With the General Data Protection Regulation (GDPR) due to come into force within a matter of weeks rather than months, organisations will hopefully have at least started their data protection compliance projects. As part of this process, organisations should be determining the purpose of each of their data processing activities and assigning one "lawful basis of processing" to each such purpose.
There are six categories of lawful basis for all processing activities (very similar to the current Data Protection Act 1998) set out in Article 6 of the GDPR, summarised as follows:
• Consent of the individual (data subject);
• Necessary for the performance of a contract with a data subject;
• Necessary for compliance with a legal obligation;
• Necessary in order to protect the vital interests of a natural person;
• Necessary for the performance of a public interest task; or
• Necessary for the purposes of the legitimate interests of the organisation (controller) or a third party, subject to the overriding interests or rights of the data subject.
Processing of special categories of personal data and data relating to criminal convictions (currently still referred to as "sensitive personal data") must comply with one of ten additional lawful bases set out in Article 9 of the GDPR.

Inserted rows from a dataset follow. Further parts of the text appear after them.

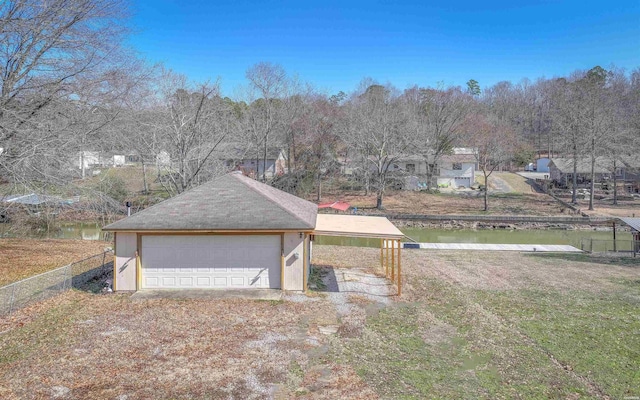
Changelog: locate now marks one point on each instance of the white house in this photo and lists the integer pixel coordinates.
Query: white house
(232, 232)
(457, 170)
(453, 170)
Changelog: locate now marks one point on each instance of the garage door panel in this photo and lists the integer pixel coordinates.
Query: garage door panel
(211, 261)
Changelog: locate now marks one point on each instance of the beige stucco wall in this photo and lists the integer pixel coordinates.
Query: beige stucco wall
(293, 266)
(125, 261)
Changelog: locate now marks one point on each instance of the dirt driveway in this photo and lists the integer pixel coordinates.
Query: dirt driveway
(79, 346)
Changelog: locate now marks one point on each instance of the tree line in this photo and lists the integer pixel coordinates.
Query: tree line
(69, 84)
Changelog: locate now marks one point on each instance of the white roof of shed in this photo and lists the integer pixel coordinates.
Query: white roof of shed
(356, 226)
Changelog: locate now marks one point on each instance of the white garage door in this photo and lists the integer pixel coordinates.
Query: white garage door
(462, 182)
(211, 261)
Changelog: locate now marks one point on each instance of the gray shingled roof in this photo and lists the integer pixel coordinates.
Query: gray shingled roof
(230, 202)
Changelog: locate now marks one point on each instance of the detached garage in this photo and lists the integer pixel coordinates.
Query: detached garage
(232, 232)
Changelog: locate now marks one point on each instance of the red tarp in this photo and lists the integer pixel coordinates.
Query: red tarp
(336, 205)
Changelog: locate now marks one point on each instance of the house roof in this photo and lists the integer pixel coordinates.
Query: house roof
(32, 199)
(237, 151)
(565, 165)
(336, 205)
(468, 158)
(230, 202)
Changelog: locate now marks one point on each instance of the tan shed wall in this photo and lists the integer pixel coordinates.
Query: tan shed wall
(293, 268)
(125, 261)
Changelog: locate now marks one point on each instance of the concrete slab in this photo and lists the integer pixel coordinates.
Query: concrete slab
(210, 294)
(552, 248)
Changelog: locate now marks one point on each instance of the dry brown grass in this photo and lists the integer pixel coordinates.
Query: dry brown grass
(106, 346)
(22, 258)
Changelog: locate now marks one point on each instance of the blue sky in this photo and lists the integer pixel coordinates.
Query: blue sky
(334, 44)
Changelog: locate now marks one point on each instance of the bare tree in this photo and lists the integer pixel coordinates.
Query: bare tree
(493, 141)
(269, 83)
(192, 121)
(377, 132)
(436, 117)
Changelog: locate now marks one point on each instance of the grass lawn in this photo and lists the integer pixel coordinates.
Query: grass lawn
(22, 258)
(469, 325)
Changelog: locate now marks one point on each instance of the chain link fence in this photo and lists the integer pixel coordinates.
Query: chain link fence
(609, 245)
(79, 274)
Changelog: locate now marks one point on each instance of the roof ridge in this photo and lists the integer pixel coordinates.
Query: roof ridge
(269, 197)
(170, 198)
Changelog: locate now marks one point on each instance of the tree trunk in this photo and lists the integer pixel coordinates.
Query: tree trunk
(486, 192)
(615, 184)
(593, 180)
(82, 171)
(318, 186)
(145, 188)
(574, 193)
(264, 162)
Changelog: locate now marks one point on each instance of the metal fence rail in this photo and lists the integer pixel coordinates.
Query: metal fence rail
(39, 287)
(607, 245)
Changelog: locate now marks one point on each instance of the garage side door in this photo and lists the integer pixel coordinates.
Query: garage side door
(210, 261)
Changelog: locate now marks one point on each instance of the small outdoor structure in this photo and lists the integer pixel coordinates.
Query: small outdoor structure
(336, 205)
(634, 224)
(368, 227)
(234, 232)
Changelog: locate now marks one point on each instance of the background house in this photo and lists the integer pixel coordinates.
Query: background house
(251, 161)
(561, 170)
(455, 170)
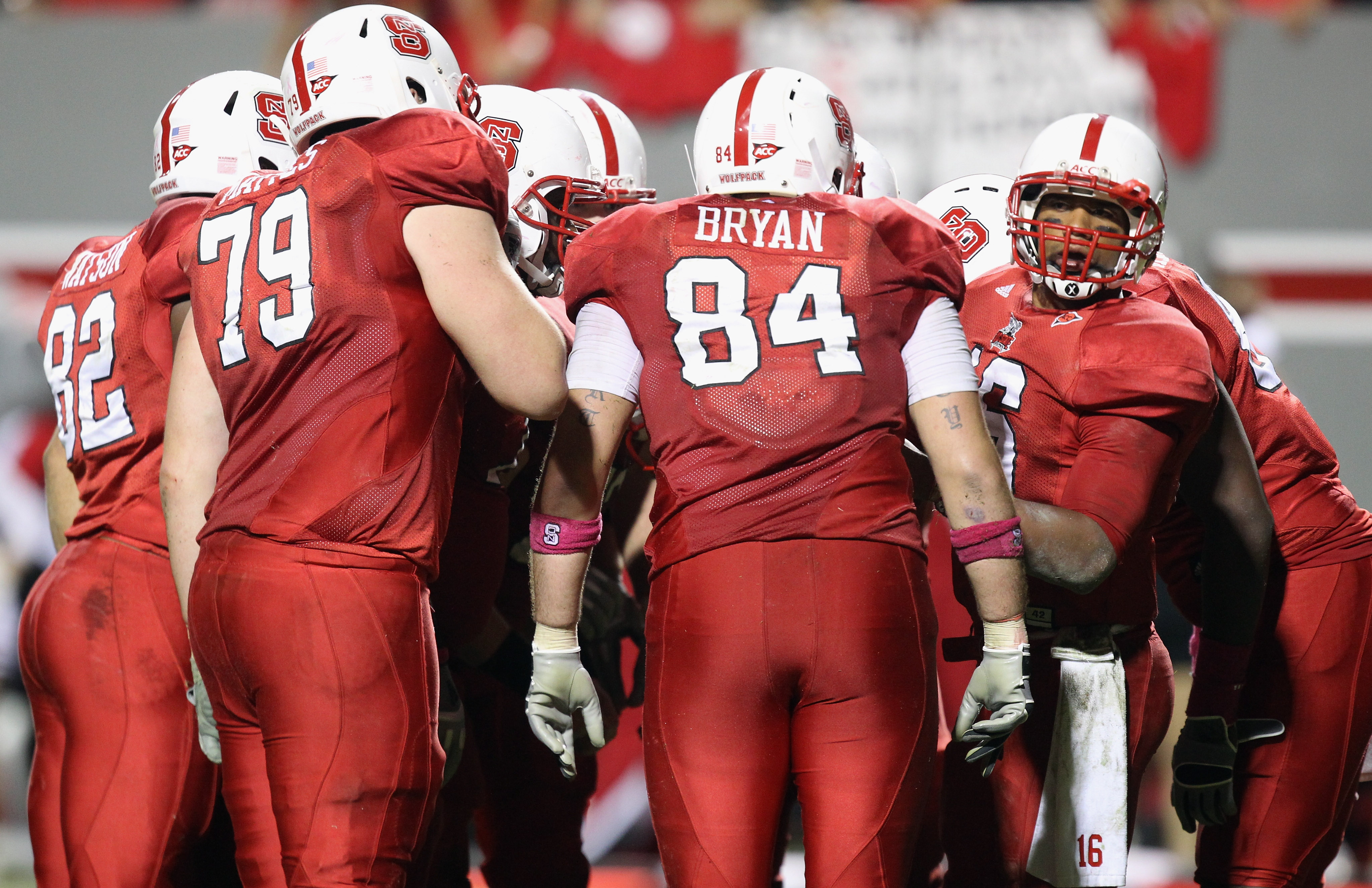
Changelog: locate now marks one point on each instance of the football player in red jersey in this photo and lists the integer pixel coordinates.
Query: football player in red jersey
(1095, 401)
(119, 788)
(1309, 668)
(510, 784)
(781, 338)
(312, 440)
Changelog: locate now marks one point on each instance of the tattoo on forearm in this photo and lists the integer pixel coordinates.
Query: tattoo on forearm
(588, 414)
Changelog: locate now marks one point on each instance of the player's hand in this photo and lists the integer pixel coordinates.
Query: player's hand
(610, 615)
(560, 688)
(999, 685)
(1202, 766)
(205, 724)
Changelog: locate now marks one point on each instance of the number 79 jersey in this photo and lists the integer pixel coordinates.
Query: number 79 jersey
(773, 383)
(342, 394)
(106, 340)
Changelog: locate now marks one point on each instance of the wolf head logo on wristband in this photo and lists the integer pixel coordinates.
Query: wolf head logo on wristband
(990, 540)
(549, 534)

After attempting to allocate one of these six lawful bases under Article 6 of the GDPR to every single processing purpose, many people will be thinking "Why can't we base everything on the consent of the data subject and be done with it? Do we even need a lawful basis? Cosmically speaking, what does it matter?"
Cosmically, it probably doesn't matter, but under the GDPR, the allocation of a lawful basis is required in order to comply with the first data protection principle of "lawfulness, fairness and transparency" (Article 5(1)(a) of the GDPR) and in order to comply with the obligation to inform affected data subjects of the processing of their personal data (Articles 13 and 14 of the GDPR). A failure to do so could lead to a claim of unlawful processing of personal data, with all of the dire consequences of fines which have been the focus of much media attention.
Getting the lawful basis right is also important because of the effect the choice of lawful basis has on the rights of the data subjects. While the rights to information, to access and to rectification are unaffected by the lawful basis of processing, the right to object to processing only applies where the processing is based on the public interest or legitimate interests bases or where the processing consists of direct marketing. The right to be forgotten generally only applies where the processing was unlawful or where it was based on the consent of the data subject (and such consent was withdrawn) or where it was based on the legitimate interests of the controller (and the data subject objected to such processing). Consent must be freely given and therefore can be withdrawn by the data subject at any moment, at which point the processing activities must cease. These are just some examples of the interaction between the lawful basis of processing and the rights of the data subject, to demonstrate the complexity around the choice of lawful basis of processing of personal data.